News Release

Viruses help strep bacteria turn deadly

Peer-Reviewed Publication

NIH/National Institute of Allergy and Infectious Diseases

A common bacterium can turn into a potent killer if it picks up the right set of genes, but how and when those genes are acquired has remained poorly understood. In a new study, researchers show that special viruses are the culprits behind the emergence of virulent select new bacterial strains. Those viruses, called bacteriophages, specifically infect bacteria, capture some of their genes, and transfer the genes from one microbe to the next. By moving genes among their hosts, bacteriophages can create new bacterial strains with potentially deadly properties. The discovery, which will reported this week in the online edition of Proceedings of the National Academy of Sciences, highlights an important mechanism for bacterial evolution and identifies several potential targets for vaccines or drugs to prevent or treat some severe infections.

Group A Streptococcus (GAS) bacteria are common microbes that cause many different diseases, including strep throat, wound infections, toxic shock, "flesh-eating" disease, scarlet fever, rheumatic fever and kidney ailments. James Musser, M.D., Ph.D., of the National Institute of Allergy and Infectious Diseases (NIAID), seeks to understand why some GAS strains cause severe infections while others lead to milder illnesses. To accomplish that goal, he and his collaborators have turned to the GAS genome. By comparing the complete genetic blueprints of bacterial strains isolated from people with different GAS infections, the researchers hope to identify specific genes linked with individual diseases.

"We are trying to move past the technical phase of genome research and start using what we have learned from gene sequences to develop new ways to prevent and treat infections and to understand how new, virulent strains emerge," says Dr. Musser, who directs the human bacterial pathogenesis laboratory at NIAID's Rocky Mountain Laboratories in Hamilton, Mont.

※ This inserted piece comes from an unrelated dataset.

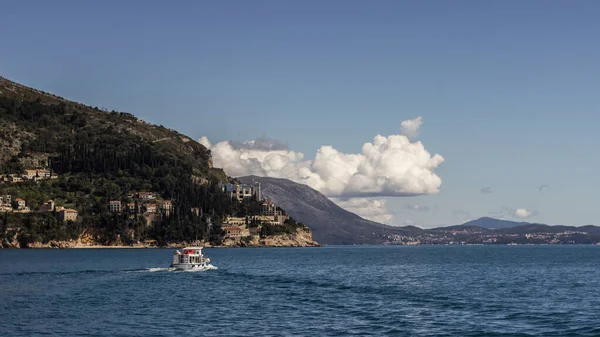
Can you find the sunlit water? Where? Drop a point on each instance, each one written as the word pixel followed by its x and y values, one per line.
pixel 331 291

In their most recent study, Dr. Musser, Stephen Beres, Ph.D., and their colleagues determined the complete genetic blueprints of a so-called M3 GAS strain isolated from a person with toxic shock syndrome. M3 strains are known for causing extremely invasive infections leading to an unusually high degree of severe illness and death. The M3 strain contains more than 1.9 million pairs of the chemical bases that spell out the bacterium's genetic instructions. Approximately 1.7 million of those bases are shared with other, less deadly GAS strains, leaving about 10 percent of the genome unique to M3. When the researchers looked closely at the unique regions, they found telltale genetic markers indicating that bacteriophages had brought in many of the M3 genes. "What we have discovered is that bacterial viruses have imported crucial new toxin genes to create new virulence strains," says Dr. Musser.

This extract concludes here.